Contents
On September 06, 2005, W3C announced the publication of The QA Handbook, developed by members of the Quality Assurance Working Group as the latest of the W3C QA Framework documents. While some features of specification QA presented in the document are unique to W3C's technical process and software automation tools, several of the resources referenced by The QA Handbook have broad applicability to formal specification development in any similar standards organization.
Release of the The QA Handbook follows publication of the QA Framework Specification Guidelines, QA Framework Primer, and Variability in Specifications Note in August 2005. The Handbook and related resources have been produced through the W3C Quality Assurance Activity and its maintenance program.
The QA Handbook documents a set of good practices that helps Working Groups improve their deliverables and keep their schedules. It is a non-normative handbook describing "processes and operational aspects of certain quality assurance practices of W3C's Working Groups, with particular focus on testability and test topics. It is intended for Working Group chairs and team contacts. It aims to help them to avoid known pitfalls and benefit from experiences gathered from the W3C Working Groups themselves. It provides techniques, tools, and templates that should facilitate and accelerate their work. Supported by real-world stories and examples, The QA Handbook offers a practical guide to applying good practices and quality assurance techniques to WG activities, especially developing Recommendations and test materials."
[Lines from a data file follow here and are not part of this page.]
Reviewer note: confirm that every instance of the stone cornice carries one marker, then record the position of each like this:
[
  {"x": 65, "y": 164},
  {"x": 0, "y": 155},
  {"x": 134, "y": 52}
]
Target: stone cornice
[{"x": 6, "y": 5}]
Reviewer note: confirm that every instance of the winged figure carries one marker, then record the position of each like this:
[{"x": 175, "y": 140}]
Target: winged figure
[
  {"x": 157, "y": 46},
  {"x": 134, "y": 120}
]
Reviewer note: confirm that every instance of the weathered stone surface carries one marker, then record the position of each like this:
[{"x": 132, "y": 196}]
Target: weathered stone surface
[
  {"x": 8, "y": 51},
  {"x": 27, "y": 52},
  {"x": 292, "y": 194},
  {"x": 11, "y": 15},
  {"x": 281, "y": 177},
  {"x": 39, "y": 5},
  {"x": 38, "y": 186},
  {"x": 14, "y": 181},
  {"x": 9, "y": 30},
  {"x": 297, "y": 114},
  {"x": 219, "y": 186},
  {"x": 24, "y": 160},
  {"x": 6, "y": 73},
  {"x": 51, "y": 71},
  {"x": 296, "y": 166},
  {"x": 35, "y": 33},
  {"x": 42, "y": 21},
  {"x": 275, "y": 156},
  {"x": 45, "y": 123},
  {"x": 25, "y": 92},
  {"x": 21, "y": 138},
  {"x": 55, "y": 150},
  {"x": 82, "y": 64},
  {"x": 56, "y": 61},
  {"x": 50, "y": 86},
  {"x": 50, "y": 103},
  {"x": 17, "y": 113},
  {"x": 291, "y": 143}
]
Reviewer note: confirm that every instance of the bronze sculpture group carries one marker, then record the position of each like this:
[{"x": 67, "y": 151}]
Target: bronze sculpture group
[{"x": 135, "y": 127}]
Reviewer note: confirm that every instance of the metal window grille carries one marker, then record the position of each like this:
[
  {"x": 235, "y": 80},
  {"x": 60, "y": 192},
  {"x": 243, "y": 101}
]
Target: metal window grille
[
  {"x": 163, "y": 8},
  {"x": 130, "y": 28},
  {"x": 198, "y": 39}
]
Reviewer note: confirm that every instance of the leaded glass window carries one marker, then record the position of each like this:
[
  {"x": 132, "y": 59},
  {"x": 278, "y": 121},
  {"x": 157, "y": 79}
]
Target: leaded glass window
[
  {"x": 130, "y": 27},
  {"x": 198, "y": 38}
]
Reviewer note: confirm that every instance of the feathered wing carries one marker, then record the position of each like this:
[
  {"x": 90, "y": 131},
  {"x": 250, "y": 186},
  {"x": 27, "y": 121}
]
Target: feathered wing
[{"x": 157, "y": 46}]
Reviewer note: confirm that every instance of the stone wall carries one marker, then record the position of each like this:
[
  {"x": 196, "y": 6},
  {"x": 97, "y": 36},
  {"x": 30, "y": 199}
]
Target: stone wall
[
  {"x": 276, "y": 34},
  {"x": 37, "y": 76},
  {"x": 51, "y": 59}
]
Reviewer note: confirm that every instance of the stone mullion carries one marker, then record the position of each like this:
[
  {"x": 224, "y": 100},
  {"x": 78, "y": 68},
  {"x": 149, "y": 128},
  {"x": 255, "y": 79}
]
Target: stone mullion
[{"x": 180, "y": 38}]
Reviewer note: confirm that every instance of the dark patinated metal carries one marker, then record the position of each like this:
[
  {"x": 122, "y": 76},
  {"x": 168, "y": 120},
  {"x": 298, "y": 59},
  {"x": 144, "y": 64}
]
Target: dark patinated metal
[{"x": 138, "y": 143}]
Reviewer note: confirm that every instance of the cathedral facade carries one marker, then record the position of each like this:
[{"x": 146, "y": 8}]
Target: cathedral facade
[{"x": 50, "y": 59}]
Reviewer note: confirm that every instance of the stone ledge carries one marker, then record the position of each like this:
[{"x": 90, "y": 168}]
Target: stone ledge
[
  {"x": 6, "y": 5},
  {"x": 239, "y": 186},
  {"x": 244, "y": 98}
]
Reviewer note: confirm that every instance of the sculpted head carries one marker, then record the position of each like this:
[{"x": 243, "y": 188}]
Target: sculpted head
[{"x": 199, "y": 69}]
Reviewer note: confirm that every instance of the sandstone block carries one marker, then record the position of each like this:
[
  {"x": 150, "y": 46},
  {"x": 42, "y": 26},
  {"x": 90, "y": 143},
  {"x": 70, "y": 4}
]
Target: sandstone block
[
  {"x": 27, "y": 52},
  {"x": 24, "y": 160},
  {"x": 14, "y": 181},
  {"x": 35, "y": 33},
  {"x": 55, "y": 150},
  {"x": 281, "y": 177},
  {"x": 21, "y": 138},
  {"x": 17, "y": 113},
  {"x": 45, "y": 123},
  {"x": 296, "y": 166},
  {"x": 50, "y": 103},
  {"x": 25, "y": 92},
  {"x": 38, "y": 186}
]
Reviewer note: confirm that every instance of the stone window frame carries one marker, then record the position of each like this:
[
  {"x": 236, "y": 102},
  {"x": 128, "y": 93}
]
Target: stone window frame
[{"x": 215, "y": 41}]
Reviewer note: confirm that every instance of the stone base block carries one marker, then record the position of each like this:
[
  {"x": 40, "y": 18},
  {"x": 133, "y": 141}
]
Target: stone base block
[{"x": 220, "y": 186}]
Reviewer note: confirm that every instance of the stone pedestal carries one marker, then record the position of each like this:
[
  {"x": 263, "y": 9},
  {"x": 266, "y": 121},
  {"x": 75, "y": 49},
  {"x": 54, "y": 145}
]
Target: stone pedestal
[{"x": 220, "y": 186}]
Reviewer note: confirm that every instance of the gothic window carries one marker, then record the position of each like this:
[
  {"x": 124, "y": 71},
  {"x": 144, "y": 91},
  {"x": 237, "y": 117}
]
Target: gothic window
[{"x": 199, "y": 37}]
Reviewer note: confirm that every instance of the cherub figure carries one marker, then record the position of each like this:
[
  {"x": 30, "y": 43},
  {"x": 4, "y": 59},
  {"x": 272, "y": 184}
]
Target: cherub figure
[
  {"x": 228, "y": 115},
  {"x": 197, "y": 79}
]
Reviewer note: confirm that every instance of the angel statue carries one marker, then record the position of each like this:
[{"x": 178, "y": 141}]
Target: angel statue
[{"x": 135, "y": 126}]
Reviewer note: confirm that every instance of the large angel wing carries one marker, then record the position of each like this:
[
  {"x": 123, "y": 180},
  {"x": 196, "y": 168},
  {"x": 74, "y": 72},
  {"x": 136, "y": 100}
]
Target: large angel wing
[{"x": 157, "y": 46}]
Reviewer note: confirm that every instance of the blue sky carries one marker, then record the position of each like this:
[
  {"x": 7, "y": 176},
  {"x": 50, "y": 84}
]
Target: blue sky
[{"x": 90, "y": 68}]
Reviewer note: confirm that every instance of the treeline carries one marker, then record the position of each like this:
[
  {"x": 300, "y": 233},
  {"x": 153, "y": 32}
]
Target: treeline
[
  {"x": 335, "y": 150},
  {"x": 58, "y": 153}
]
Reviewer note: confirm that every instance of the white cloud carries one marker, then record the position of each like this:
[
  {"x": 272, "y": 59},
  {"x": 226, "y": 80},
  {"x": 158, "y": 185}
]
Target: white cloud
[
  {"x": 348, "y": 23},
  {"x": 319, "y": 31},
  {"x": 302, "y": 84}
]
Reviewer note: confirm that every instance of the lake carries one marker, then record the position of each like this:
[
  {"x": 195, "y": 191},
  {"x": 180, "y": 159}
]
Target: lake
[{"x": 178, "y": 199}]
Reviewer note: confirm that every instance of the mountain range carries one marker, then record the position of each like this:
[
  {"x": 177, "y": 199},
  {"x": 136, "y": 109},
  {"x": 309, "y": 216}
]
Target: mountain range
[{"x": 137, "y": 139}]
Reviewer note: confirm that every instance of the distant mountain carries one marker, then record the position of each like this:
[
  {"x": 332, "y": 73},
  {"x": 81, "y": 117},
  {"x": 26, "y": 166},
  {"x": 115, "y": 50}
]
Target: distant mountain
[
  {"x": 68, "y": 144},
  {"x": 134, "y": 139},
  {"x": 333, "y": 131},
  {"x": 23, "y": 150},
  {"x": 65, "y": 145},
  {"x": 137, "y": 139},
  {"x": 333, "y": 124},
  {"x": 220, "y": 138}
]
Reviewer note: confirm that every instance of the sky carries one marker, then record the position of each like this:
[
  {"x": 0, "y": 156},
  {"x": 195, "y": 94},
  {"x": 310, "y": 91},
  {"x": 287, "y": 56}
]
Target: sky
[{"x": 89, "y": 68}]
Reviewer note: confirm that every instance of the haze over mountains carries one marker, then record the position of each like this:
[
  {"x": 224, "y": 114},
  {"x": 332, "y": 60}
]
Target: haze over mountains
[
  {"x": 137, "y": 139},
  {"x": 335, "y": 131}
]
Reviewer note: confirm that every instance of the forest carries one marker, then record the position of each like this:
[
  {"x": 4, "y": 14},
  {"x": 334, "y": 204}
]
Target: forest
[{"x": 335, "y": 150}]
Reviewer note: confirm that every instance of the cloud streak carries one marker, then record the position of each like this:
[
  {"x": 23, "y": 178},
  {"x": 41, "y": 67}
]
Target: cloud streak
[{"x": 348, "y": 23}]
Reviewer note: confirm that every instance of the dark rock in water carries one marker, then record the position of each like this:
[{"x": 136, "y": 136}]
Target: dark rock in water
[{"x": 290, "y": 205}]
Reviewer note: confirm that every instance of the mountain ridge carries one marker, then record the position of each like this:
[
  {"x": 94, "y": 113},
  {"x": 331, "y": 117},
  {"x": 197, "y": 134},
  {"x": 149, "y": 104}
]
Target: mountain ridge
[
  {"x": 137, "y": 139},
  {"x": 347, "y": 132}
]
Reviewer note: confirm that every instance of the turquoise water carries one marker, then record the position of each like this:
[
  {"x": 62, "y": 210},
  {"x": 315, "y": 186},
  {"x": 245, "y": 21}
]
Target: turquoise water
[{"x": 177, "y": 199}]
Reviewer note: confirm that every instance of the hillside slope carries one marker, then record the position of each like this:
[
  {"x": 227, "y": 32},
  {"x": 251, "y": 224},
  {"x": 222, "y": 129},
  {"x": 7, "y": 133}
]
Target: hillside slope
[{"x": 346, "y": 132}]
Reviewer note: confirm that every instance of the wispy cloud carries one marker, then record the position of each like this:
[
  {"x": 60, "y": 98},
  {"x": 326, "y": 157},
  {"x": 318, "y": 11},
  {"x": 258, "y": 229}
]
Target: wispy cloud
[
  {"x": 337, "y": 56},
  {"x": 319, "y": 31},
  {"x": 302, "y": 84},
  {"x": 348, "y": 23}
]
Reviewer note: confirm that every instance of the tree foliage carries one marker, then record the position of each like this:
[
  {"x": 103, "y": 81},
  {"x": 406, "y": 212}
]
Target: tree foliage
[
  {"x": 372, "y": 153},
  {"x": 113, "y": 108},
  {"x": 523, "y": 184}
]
Published as a W3C Recommendation on August 17, 2005, the QA Framework: Specification Guidelines document is designed to help W3C editors write better specifications by making a specification easier to interpret without ambiguity and clearer as to what is required in order to conform. It focuses on how to define and specify conformance and addresses how a specification might allow variation among conforming implementations. The document presents guidelines or requirements, supplemented with good practices, examples and techniques. W3C urges the Guidelines be applied to technical work from very beginning, with attention to a conformance model, normative language usage, writing with test assertions, optional featuresand extensibility, as well as profiles, levels, and conformance claims. These Guidelines are to be followed along with the W3C "pubrules" and W3C Manual of Style to support testable language, clarity, conciseness."
A QA Framework document on the Variability in Specifications was published on August 31, 2005. This document details some of the most important conformance-related concepts evoked in the QA Specification Guidelines. It analyzes how design decisions of a specification's conformance model may affect its implementability and the interoperability of its implementations. To do so, it introduces the concept of variability (how much implementations conforming to a given specification may vary among themselves) and presents a set of well-known dimensions of variability. Seven dimensions are presented in a sequence from most to least independence from other design factors. The document's goal is to raise awareness of the potential cost that some benign-looking decisions may have on interoperability and to provide guidance on how to avoid these pitfalls by better understanding the mechanisms affected by variability."
A companion QA Framework Primer updated in August 2005 gives an introduction to the QA Framework at W3C. The Primer provides a roadmap to the QA Framework document and orients the reader by presenting the QA Framework from three different prespectives — a document view, a role-based view, and a Working Group milestones view.
The Matrix of W3C Specifications document, produced using XML, RDF, XSLT, and XHTML, is also published as part of the QA Framework. The Matrix of W3C specifications displays a table for deliverables at least at Last Call stage, except if the team is working on a Test Suite at Working Draft stage. The default view is sorted by title; a view sorted by status is also available. For each specification in the Matrix, the table indicates the URI, the specification maturity level, and symbols indicating associated QA tools. A validator icon is shown if the specification has a validator, a W3C Test suite icon if the specification has a Test Suite located on the W3C server, a generic/remote Test Suite icon if the specification has such a Test Suite, and a Conformance section icon if the specification has a conformance section.
The Matrix of W3C Specifications is also part of the W3C TR Automation Project. In this automation project, the use of Semantic Web tools and technologies has allowed W3C to streamline the publication paper trail of W3C Technical Reports by maintaining an RDF-formalized index of specifications, and to create a number of tools using (meta)data extracted from XHTML into various databases.
The Matrix shows related documents with hyperlinks if they are available: Errata, Implementation Reports, Primer, Requirements Documents, Use Cases, Accessibility Support Document, Authoring Techniques Document, etc. The displayed XHTML output has been produced with an XSL stylesheet; the Matrix represents an XHTML ouput of an RDF maintained list of QA related information merged with the RDF version of the TR page. Production details are described in the Manual and in the document "Why the QA Matrix in RDF?"
W3C's QA Activity was charged with a fourfold mission: (1) "to improve the quality of W3C specifications through guidelines and reviews of specifications at critical stages of their development; (2) to promote wide deployment and proper implementation of formal specifications through articles, tutorials, and validation services; (3) to communicate the value of test suites and help Working Groups produce quality test suites; (4) to design effective processes that, if followed, will help working groups achieve QA goals."